Since January 2013 and up until recently, Matthew Hanson has been the media point of contact for Snapchat. There’s only one problem: He doesn’t actually work for the company.
During the Fall 2012 semester, Hanson, a senior majoring in Public Relations, was enrolled in “Strategic Writing for Public Relations” at University of Southern California. For the course’s final project, the 21-year-old was required to create an online newsroom for a company or product of his choosing. He picked Snapchat, the popular mobile app that lets users share videos and photos that are deleted within seconds of being viewed.
On December 2012, Hanson published his final assignment on a WordPress blog. The site featured “Ghostface Chillah,” Snapchat’s mascot, prominently on the background. It also contained a “Facts and Questions” section, the biographies of founders Evan Spiegel and Bobby Murphy, and a page with contact information for media inquiries. The email address provided was a fake.
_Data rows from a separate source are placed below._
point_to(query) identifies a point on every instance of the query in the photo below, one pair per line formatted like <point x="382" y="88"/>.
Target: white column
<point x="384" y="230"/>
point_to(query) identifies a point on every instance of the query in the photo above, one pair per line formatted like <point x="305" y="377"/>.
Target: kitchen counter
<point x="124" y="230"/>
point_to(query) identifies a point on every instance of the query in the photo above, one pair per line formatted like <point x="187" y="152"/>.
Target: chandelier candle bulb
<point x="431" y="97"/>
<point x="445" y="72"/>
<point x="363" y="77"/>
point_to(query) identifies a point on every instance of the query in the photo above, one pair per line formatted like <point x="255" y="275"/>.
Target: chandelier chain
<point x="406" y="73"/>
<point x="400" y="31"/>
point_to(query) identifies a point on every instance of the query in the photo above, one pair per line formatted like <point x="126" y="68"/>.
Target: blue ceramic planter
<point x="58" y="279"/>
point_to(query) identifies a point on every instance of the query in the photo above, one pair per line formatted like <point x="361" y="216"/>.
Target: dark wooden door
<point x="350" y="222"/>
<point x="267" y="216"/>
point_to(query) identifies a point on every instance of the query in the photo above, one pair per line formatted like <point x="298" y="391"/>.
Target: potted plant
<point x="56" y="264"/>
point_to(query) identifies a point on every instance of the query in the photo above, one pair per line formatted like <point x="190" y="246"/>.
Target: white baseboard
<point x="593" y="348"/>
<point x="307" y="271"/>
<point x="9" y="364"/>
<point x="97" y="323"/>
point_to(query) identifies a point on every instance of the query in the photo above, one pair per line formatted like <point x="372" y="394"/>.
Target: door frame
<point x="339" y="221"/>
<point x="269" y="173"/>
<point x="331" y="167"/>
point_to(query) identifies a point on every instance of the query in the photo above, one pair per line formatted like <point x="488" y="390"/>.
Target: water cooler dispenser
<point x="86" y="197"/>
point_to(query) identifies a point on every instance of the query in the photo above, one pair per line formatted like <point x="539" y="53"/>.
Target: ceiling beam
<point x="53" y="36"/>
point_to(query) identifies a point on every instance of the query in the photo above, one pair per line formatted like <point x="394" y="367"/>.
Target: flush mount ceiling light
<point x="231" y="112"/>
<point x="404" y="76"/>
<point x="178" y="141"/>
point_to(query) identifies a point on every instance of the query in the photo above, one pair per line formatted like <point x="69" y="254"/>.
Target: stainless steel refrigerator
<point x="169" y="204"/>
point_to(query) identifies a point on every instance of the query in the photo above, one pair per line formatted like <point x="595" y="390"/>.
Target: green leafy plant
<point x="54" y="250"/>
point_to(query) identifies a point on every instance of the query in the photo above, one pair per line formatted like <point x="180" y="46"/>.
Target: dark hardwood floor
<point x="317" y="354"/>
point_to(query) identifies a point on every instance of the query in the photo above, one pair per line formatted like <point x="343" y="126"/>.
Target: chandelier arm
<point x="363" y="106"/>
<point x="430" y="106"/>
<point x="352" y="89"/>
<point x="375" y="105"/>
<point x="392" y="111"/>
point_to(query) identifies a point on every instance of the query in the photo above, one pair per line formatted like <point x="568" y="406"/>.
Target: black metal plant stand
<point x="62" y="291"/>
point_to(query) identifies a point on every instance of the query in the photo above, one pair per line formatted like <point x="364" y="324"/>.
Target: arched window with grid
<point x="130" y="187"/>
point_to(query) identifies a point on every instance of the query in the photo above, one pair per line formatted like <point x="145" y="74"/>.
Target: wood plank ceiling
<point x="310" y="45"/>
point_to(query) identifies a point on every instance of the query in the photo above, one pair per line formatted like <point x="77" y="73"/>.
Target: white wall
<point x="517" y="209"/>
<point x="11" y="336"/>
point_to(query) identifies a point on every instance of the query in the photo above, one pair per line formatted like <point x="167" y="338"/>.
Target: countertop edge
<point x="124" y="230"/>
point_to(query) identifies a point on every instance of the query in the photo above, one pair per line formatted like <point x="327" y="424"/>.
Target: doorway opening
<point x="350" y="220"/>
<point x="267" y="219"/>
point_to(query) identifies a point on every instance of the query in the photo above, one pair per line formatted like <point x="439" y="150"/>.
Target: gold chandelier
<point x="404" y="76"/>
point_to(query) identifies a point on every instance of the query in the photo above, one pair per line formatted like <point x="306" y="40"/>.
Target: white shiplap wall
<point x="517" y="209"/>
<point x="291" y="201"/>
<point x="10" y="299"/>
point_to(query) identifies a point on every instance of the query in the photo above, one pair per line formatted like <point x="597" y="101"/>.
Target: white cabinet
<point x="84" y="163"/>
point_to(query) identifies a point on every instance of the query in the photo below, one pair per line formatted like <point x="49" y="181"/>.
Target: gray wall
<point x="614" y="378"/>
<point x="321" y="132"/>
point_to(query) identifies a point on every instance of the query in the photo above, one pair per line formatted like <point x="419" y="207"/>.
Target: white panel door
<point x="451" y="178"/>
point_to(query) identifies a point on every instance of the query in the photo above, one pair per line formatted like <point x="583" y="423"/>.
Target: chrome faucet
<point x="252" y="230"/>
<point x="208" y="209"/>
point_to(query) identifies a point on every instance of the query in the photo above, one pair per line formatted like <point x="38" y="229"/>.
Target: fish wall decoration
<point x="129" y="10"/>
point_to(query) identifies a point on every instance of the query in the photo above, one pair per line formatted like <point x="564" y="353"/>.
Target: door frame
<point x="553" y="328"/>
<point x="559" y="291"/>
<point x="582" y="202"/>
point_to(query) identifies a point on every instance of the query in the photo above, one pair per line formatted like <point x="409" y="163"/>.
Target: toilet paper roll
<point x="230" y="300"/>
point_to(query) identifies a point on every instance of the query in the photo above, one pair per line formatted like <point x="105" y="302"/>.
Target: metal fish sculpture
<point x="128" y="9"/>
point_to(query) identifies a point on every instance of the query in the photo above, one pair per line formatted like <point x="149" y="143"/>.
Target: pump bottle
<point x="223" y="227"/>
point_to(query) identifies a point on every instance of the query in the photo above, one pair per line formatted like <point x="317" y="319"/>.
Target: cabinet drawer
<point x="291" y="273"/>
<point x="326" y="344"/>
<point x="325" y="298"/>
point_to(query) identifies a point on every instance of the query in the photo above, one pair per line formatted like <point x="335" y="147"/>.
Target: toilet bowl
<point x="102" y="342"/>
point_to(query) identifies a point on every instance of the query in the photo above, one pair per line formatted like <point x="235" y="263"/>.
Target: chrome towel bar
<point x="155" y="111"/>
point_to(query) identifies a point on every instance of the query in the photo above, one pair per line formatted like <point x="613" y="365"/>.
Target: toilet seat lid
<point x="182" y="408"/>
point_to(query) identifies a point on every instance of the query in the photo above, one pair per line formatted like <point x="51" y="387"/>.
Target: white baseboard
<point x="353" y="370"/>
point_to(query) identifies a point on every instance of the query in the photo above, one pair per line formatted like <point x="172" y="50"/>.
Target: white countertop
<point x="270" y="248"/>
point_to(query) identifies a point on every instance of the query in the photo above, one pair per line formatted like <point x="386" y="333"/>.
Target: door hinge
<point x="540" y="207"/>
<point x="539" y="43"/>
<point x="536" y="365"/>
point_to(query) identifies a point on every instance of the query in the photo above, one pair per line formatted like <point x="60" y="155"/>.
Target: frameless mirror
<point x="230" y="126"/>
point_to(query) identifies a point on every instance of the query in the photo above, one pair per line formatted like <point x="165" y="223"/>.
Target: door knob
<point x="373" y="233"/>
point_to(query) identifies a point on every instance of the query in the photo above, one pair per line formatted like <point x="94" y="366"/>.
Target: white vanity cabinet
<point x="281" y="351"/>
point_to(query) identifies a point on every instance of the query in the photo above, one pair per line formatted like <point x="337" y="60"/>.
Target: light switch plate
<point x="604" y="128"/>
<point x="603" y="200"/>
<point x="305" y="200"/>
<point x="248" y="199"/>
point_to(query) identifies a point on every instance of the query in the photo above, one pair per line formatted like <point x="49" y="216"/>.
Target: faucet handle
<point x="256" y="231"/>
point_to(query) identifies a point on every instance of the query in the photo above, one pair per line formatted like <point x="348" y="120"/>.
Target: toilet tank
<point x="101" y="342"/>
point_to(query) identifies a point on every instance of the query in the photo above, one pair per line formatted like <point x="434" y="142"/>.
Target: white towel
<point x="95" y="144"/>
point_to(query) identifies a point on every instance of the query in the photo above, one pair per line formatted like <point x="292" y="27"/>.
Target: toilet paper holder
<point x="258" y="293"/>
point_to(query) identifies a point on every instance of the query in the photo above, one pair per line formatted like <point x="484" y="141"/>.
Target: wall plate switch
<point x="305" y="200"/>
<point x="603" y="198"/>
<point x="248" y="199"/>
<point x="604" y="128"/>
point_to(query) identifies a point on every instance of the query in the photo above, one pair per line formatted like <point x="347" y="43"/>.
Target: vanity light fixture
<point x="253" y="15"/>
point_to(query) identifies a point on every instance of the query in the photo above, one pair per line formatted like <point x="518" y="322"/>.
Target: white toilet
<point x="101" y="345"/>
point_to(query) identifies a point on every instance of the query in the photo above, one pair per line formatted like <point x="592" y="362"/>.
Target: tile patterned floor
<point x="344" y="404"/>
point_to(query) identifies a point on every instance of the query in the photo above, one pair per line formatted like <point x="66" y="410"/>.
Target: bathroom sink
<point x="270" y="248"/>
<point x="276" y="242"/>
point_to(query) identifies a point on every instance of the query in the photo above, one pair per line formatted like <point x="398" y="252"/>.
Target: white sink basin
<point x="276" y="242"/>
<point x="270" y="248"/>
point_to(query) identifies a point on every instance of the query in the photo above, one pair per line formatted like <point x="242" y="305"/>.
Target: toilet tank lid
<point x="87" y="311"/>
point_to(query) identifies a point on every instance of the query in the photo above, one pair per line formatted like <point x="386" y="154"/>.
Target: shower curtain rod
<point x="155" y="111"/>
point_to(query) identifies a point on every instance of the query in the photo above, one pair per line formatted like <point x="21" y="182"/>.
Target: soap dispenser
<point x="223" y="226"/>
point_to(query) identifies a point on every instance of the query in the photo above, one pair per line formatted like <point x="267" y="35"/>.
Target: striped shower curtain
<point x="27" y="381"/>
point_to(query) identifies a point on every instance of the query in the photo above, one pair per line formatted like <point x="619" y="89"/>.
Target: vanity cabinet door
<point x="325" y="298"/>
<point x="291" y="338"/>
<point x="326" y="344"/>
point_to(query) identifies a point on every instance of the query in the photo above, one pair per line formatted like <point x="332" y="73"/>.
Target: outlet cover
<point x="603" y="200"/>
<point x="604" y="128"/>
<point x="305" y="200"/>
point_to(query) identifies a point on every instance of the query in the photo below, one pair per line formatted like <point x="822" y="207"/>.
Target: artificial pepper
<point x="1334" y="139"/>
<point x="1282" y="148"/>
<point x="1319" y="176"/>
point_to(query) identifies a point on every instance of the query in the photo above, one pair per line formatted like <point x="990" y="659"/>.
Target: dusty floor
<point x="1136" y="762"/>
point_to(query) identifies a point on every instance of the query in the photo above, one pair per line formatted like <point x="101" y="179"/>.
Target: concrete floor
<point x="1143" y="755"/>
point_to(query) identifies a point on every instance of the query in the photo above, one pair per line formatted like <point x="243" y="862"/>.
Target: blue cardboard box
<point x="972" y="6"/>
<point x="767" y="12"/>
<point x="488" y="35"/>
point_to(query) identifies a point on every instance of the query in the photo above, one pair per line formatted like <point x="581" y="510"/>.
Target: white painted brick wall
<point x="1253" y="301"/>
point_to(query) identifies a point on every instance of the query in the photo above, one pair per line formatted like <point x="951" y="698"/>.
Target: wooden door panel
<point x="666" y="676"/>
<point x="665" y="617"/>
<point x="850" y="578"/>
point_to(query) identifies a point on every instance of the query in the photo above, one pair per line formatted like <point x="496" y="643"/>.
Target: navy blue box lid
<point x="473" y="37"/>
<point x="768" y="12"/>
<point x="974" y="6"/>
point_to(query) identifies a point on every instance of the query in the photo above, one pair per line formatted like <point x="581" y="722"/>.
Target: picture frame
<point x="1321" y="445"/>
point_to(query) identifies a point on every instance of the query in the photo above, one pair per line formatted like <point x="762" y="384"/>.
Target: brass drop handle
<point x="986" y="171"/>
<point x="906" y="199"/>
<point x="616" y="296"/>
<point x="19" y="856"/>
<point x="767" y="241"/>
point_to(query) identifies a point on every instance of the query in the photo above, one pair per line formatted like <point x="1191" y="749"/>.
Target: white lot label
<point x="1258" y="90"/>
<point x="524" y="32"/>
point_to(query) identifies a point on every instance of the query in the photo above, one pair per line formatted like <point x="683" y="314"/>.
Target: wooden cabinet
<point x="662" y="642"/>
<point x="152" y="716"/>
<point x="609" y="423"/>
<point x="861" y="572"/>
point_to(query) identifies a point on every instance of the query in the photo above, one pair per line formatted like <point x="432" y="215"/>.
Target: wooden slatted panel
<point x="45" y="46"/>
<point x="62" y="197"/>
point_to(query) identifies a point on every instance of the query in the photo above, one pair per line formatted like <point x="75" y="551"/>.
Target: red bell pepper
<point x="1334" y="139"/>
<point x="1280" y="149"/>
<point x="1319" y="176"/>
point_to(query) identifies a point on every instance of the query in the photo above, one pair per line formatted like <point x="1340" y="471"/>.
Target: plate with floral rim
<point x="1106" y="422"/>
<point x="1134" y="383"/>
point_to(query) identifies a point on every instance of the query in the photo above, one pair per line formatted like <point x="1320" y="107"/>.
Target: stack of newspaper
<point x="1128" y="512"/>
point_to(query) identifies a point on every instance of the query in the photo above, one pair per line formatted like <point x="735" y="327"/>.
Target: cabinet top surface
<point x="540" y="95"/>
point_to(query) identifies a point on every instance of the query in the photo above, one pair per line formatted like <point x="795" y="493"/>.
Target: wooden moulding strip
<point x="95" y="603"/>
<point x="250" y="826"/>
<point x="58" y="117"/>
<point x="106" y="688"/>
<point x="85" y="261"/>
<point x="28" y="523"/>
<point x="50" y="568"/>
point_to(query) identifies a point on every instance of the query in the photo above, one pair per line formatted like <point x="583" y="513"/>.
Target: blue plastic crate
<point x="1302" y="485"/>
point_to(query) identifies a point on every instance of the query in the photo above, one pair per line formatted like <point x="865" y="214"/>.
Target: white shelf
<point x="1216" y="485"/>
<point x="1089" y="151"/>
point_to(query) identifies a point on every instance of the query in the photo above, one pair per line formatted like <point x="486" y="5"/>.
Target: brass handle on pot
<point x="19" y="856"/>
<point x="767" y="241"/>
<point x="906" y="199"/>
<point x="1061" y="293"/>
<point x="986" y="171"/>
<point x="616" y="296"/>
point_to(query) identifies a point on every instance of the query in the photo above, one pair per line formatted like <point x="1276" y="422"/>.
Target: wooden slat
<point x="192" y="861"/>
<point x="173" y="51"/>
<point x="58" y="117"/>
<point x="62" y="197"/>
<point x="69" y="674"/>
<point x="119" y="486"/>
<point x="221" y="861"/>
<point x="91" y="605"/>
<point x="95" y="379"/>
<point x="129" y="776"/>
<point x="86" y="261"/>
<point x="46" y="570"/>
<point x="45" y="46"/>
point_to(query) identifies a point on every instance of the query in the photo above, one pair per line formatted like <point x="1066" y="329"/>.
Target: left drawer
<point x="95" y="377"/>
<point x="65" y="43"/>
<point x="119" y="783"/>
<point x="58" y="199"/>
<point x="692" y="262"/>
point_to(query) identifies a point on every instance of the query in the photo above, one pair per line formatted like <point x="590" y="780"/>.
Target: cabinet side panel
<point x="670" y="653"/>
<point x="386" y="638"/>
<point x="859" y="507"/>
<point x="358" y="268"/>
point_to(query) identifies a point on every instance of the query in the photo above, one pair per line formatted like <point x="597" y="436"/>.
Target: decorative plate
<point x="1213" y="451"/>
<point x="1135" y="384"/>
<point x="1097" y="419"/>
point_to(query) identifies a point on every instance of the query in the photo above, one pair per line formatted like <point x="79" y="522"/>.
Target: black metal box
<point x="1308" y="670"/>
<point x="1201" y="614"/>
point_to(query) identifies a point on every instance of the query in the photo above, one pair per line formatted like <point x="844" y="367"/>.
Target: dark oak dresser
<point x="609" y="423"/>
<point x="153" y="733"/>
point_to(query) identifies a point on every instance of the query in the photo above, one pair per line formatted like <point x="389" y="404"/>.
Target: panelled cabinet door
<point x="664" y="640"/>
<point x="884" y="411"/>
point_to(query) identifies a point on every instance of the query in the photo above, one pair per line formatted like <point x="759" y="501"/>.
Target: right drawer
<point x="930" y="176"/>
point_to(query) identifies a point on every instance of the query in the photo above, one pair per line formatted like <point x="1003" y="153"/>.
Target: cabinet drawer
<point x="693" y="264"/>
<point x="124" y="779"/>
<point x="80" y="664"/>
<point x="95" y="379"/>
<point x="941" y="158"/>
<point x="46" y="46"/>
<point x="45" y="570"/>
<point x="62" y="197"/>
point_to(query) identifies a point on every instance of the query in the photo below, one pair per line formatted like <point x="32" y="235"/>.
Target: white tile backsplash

The telephone number wasn’t. It belonged to Hanson.
“I never thought that anyone would find the site,” Hanson told the Daily Dot. ” I guess I didn’t think it would show up on a Google.”
Not only did Hanson’s class assignment—and his real cell phone number—appear in a cursory search, but it was constantly being ranked in the top three results. In fact, according to him, it actually beat out the startup’s barebones page for a period of time
Soon thereafter, he began to be bombarded with calls about Snapchat. The first was from a Los Angeles-based agency that represented app designers and was interested in signing him on as a client. He also got contacted by media outlets like Fox News. In fact, our first communication with Hanson stemmed from us trying to get a comment on the app’s controversial new “best friends” feature.
“Those weren’t the weirdest ones, though” he recounted. “I started getting calls from actual Snapchat users complaining about the app, or from people who wanted to know how to save a picture.”
“I don’t know what I was thinking publishing my real number on the Internet.”
Moments after we first spoke on Friday, Hanson finally removed his telephone number from the site and published a disclaimer noting that his WordPress site was in no way, shape, or form actually associated with the company.
As per his grade on the project, the USC senior says he got a B. Clearly Hanson’s professor wasn’t as impressed—and confused—as the rest of us were.